Le 16 octobre 1984, Grégory, 4 ans, est retrouvé dans la Vologne, une rivière qui parcourt cette région des Vosges. Un meurtre sur fond de vengeance familiale pour lequel personne n’a encore été reconnu coupable, 36 ans après les faits. Après avoir été exploité à de multiples reprises dans la littérature et les documentaires (le plus complet restant Gregory, sur Netflix), le fait divers récent le plus célèbre de France est l’objet de la première saison d’Une Affaire Française, une collection de mini-séries de fictions inspirées de grandes affaires criminelles. Dans le rôle des parents Villemin, on retrouve Blandine Bellavoir et Guillaume Gouix, impressionnant de justesse. A leurs côtés, Dominique Blanc, Michael Youn, Guillaume de Tonquédec, Thierry Godard, Gérard Jugnot. Ce dernier nous disait à quel point le projet lui avait plu: "C’était très intéressant de jouer là où on ne m’attend pas. Il y a un coté tragédie grecque dans cette affaire".

Dexter New Blood

Faut-il vraiment faire revivre une série huit ans après son arrêt ? En ce qui concerne Dexter, la réponse est clairement oui. À la fin de la huitième saison, diffusée en 2013, on avait laissé notre serial killer préféré dans une cabane de bûcheron. Une fin trop happy end qui avait déçu plus d’un fan et Michael C.Hall lui-même qui a accepté une neuvième saison, composée de dix épisodes avec Clyde Philipps, le show runner des quatre premières, pour "rectifier le tir". Le résultat? Honnête. On retrouve Dexter vivant dans une petite ville, bossant à l’armurerie et tenant sous contrôle son passager noir, qui le poussait auparavant à tuer. Jusqu’à ce que son fils débarque. On aurait aimé plus d’audace mais Dexter New Blood a le mérite de boucler la boucle. Et puis, on l’avoue, il nous avait un peu manqué.

Le top de Juliette Goudot

Mare of Easttown

Pour Kate Winslet en femme flic et madone badass; pour la manière dont elle boit des bières et se laisse couler, avant de se reprendre.

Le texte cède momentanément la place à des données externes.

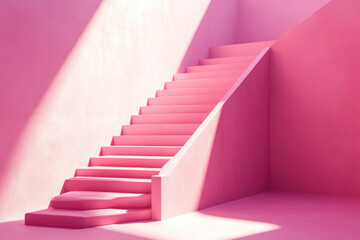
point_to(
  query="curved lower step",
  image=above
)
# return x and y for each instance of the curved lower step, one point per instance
(87, 200)
(151, 140)
(85, 218)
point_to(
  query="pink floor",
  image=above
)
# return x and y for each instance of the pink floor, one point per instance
(271, 215)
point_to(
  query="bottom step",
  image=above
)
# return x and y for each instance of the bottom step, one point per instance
(84, 218)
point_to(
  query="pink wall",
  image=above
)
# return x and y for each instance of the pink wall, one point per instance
(315, 118)
(228, 157)
(73, 71)
(263, 20)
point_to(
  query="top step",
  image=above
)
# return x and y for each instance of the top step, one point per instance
(240, 59)
(245, 49)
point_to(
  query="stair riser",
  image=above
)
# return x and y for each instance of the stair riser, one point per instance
(167, 119)
(107, 186)
(143, 201)
(34, 219)
(185, 129)
(204, 75)
(114, 173)
(139, 151)
(113, 162)
(150, 140)
(191, 91)
(177, 109)
(226, 82)
(188, 100)
(230, 60)
(217, 67)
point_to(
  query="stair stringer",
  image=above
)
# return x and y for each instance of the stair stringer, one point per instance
(210, 168)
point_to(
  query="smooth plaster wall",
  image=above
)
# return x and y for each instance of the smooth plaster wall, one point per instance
(73, 71)
(264, 20)
(315, 110)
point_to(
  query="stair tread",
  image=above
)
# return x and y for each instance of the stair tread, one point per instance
(86, 213)
(93, 195)
(140, 146)
(205, 78)
(109, 179)
(133, 157)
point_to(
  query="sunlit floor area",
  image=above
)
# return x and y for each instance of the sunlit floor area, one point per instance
(270, 215)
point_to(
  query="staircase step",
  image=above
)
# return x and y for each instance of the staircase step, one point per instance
(169, 118)
(185, 100)
(217, 67)
(198, 83)
(151, 140)
(83, 200)
(117, 172)
(205, 75)
(177, 109)
(240, 59)
(159, 129)
(140, 150)
(101, 184)
(84, 218)
(129, 161)
(191, 91)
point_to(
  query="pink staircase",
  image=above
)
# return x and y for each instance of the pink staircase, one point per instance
(116, 186)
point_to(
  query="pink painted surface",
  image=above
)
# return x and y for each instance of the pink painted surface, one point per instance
(86, 198)
(72, 72)
(228, 156)
(315, 120)
(264, 20)
(267, 216)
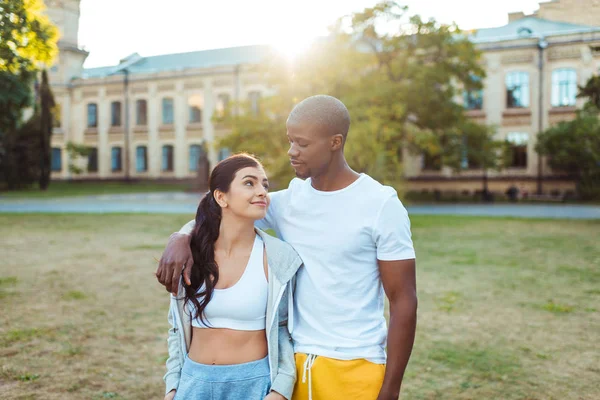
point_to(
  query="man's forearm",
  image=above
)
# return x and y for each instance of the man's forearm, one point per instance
(401, 337)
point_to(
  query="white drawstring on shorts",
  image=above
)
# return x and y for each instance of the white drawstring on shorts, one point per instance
(310, 360)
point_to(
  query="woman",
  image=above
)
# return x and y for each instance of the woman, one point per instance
(229, 337)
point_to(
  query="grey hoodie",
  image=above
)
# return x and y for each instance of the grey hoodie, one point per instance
(283, 263)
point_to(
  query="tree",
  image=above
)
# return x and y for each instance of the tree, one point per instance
(27, 42)
(399, 86)
(45, 130)
(573, 147)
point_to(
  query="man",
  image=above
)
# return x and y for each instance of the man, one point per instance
(353, 235)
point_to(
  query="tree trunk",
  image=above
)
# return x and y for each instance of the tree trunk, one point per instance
(485, 192)
(47, 104)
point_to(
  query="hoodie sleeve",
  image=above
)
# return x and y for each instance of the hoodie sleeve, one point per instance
(173, 374)
(286, 374)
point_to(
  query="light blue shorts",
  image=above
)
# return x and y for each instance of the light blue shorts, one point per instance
(248, 381)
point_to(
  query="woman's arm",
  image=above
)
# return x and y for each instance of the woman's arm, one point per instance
(173, 374)
(286, 372)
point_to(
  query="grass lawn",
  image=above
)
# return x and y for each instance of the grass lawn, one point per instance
(74, 188)
(508, 309)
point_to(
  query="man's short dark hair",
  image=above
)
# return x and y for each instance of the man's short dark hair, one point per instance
(324, 111)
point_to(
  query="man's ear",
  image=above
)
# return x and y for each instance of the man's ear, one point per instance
(337, 141)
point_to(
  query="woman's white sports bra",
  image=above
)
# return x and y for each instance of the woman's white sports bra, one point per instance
(243, 306)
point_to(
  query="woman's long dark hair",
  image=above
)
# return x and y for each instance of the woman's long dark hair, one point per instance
(205, 271)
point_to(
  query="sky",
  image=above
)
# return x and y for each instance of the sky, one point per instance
(112, 29)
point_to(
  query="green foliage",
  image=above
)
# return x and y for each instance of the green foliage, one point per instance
(399, 86)
(27, 37)
(27, 41)
(573, 147)
(20, 166)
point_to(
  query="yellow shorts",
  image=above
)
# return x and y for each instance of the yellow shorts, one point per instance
(330, 379)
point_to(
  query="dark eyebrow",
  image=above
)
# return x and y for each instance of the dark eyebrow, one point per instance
(254, 177)
(299, 137)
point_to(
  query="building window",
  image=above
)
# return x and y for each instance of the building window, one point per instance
(473, 99)
(195, 104)
(518, 142)
(115, 113)
(254, 98)
(168, 111)
(93, 160)
(517, 90)
(56, 158)
(141, 159)
(222, 103)
(92, 115)
(195, 153)
(564, 87)
(432, 162)
(167, 162)
(115, 159)
(57, 116)
(141, 112)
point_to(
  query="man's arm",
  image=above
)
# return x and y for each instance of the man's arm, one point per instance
(177, 254)
(399, 284)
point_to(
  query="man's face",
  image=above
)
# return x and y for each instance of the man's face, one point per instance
(310, 149)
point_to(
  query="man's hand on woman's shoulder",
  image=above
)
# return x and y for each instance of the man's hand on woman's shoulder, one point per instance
(177, 254)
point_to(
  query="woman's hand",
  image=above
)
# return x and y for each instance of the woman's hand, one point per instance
(274, 396)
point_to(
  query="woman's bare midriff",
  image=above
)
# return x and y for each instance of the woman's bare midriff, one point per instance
(217, 346)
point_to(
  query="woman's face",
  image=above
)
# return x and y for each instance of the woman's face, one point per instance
(248, 194)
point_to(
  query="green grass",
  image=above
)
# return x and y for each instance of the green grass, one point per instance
(508, 308)
(82, 188)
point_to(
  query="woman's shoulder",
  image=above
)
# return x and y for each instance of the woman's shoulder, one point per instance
(282, 257)
(273, 242)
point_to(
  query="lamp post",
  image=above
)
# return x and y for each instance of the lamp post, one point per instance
(541, 45)
(126, 127)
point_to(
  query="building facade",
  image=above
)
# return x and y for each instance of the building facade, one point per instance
(151, 117)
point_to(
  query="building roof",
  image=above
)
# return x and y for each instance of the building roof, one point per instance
(179, 61)
(528, 27)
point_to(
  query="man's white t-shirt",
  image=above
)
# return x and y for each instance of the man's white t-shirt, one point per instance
(340, 235)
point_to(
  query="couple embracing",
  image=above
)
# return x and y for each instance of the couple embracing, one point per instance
(300, 316)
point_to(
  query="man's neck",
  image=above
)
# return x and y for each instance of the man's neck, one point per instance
(338, 176)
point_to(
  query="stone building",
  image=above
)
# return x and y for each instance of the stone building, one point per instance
(150, 117)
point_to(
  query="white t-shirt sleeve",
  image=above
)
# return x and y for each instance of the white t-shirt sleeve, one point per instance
(270, 220)
(392, 232)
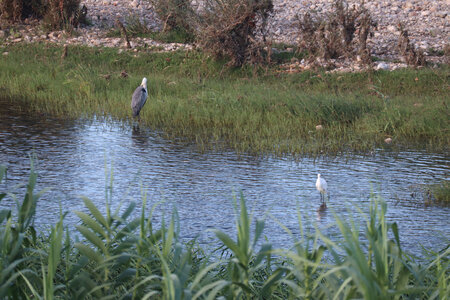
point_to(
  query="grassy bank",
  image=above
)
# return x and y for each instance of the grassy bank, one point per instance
(111, 255)
(261, 111)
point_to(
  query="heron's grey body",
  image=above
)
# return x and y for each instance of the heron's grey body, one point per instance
(139, 98)
(322, 187)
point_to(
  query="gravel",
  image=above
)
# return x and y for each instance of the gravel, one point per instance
(427, 22)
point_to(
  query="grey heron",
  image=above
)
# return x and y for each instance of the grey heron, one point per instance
(321, 186)
(139, 97)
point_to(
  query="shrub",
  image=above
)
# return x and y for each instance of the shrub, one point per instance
(56, 14)
(332, 35)
(175, 14)
(410, 55)
(230, 29)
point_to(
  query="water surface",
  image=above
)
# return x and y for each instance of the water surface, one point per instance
(75, 158)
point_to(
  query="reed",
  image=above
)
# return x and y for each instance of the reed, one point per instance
(110, 255)
(246, 109)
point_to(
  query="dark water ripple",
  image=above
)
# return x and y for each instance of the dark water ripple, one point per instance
(75, 157)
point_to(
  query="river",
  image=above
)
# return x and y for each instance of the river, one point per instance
(74, 158)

Scènes de la vie conjugale

Pour les scènes d’amour entre Oscar Isaac et Jessica Chastain ; pour la relecture intelligente d’Ingmar Bergman au prisme de la théorie du genre.

Maid 

Pour la dégaine de Margaret Qualley qui passe l’aspirateur Dyson avec une grâce inimitable ; pour le retour d’Andie Macdowell et la dénonciation des relations abusives.

En thérapie

Pour Frédéric Pierrot en psychanalyste amoureux de Mélanie Thierry dans le Paris post-attentats ; pour les scènes de débrief analytique avec Carole Bouquet.

The Chair

Pour Sandra Ho, son charme et sa drôlerie en milieu hostile (une université soumise à la domination masculine).

The Underground Railroad

Pour le tour de force d’adapter la fiction historique de Colson Whitehead sur le réseau clandestin d’aide aux esclaves fugitifs.

In Treatment

Pour Uzo Aduba en thérapeute vulnérable et investie, qui succède à Gabriel Byrne dans l’Amérique confinée.